Members of the pools behind the Sisvel intervention reportedly include JVC, Philips and Toshiba along with operators Orange and NTT all of whom have also licensed patents to MPEG LA for either the AVC, DASH, or HEVC patent pools.
“The idea that these [multinational corporations with multi-billion dollar revenues] need this component of revenue feels unrealistic,” contends Mux streaming specialist Phil Cluff. “While we agree it’s important for intellectual property to be respected, this feels like potential profiteering on the behalf of the patent holders and Sisvel, especially considering the admirable project goals of AOM and the AV1 project in particular.
“With no transparency of the patents offered by this group, it’s hard to gauge the impact or legitimacy of Sisvel’s patent pool.”
Additionally, MPEG was at NAB explaining its decision to fast track Essential Video Coding (EVC), a new codec aimed to compete with HEVC on bit-rate efficiency and to be “licensing-friendly”.

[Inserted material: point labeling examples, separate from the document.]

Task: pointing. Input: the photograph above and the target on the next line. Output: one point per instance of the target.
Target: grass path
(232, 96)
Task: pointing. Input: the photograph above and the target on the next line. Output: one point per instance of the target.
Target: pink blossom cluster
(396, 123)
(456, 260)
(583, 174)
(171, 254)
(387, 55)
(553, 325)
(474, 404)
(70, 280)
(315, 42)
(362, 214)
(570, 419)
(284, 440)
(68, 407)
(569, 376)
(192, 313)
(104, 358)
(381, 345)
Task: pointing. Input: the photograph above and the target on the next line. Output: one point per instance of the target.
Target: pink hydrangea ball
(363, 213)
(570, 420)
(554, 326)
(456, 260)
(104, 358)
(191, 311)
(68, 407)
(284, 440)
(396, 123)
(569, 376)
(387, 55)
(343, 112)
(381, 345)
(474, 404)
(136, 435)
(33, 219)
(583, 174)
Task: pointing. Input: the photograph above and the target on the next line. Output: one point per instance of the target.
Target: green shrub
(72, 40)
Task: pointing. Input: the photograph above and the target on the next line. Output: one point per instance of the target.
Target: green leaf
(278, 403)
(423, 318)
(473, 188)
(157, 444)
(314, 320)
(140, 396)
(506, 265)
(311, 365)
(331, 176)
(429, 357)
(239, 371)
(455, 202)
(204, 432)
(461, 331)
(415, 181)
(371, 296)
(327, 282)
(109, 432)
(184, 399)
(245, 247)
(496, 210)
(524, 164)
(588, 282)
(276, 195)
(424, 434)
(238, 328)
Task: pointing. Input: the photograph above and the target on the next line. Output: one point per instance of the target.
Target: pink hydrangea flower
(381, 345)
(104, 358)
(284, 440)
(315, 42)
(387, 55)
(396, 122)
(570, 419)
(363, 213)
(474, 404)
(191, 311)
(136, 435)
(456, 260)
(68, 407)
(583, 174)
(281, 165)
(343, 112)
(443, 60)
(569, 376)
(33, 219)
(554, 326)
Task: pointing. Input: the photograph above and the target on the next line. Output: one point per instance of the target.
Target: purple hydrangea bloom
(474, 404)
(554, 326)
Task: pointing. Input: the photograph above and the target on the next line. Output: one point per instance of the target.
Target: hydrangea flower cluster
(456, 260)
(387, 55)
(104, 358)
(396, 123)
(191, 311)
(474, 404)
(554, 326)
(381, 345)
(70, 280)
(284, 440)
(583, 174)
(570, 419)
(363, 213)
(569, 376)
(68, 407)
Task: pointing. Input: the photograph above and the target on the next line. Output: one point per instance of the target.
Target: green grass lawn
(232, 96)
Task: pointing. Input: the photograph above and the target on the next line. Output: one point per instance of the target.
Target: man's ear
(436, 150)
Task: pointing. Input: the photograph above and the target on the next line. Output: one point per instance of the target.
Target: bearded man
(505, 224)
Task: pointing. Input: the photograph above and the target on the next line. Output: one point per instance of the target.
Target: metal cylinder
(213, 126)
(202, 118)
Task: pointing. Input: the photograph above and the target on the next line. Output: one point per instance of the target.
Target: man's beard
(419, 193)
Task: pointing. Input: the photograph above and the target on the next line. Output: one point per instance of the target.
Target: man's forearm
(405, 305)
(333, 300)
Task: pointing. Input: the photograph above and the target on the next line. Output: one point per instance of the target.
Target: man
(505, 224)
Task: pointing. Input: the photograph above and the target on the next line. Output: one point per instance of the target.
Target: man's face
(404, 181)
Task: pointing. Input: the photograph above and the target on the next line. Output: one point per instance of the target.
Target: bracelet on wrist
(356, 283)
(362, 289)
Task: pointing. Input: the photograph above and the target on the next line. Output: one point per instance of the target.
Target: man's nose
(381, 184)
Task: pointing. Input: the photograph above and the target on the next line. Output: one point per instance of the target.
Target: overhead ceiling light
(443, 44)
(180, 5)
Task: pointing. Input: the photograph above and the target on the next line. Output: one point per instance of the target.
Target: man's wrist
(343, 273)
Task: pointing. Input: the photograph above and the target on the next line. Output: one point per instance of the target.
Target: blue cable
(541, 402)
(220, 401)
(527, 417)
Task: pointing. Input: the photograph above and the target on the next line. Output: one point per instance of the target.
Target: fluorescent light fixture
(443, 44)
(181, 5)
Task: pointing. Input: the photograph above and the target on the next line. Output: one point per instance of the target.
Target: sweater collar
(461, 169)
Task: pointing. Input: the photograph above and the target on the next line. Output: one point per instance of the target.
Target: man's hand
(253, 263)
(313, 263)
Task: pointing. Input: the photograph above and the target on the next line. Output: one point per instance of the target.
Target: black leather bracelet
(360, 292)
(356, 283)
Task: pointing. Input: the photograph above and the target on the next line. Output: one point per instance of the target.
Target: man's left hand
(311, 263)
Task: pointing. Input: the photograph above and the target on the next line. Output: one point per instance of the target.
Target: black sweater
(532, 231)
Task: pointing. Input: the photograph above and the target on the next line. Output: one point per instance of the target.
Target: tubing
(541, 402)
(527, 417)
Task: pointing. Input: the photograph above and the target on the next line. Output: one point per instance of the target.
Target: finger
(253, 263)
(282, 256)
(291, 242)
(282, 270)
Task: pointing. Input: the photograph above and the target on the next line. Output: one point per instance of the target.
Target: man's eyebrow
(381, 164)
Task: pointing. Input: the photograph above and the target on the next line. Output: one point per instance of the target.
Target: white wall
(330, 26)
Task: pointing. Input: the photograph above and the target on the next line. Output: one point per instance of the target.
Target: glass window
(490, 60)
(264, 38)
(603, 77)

As Harmonic’s vp of Video Strategy, Thierry Fautier has pointed out, EVC is not royalty free. “Its baseline profile might be but its compression performance is less than for HEVC.”
He suggests that if EVC achieves 24% bit-rate efficiency savings over HEVC this will be with royalty; “The devil is in the details.”
The Media Coding Industry Forum, which launched at IBC2018 and includes companies like Canon, MediaKind, Sony, Nokia, and Apple, will have its work cut out policing all of this to avoid another HEVC licence debacle.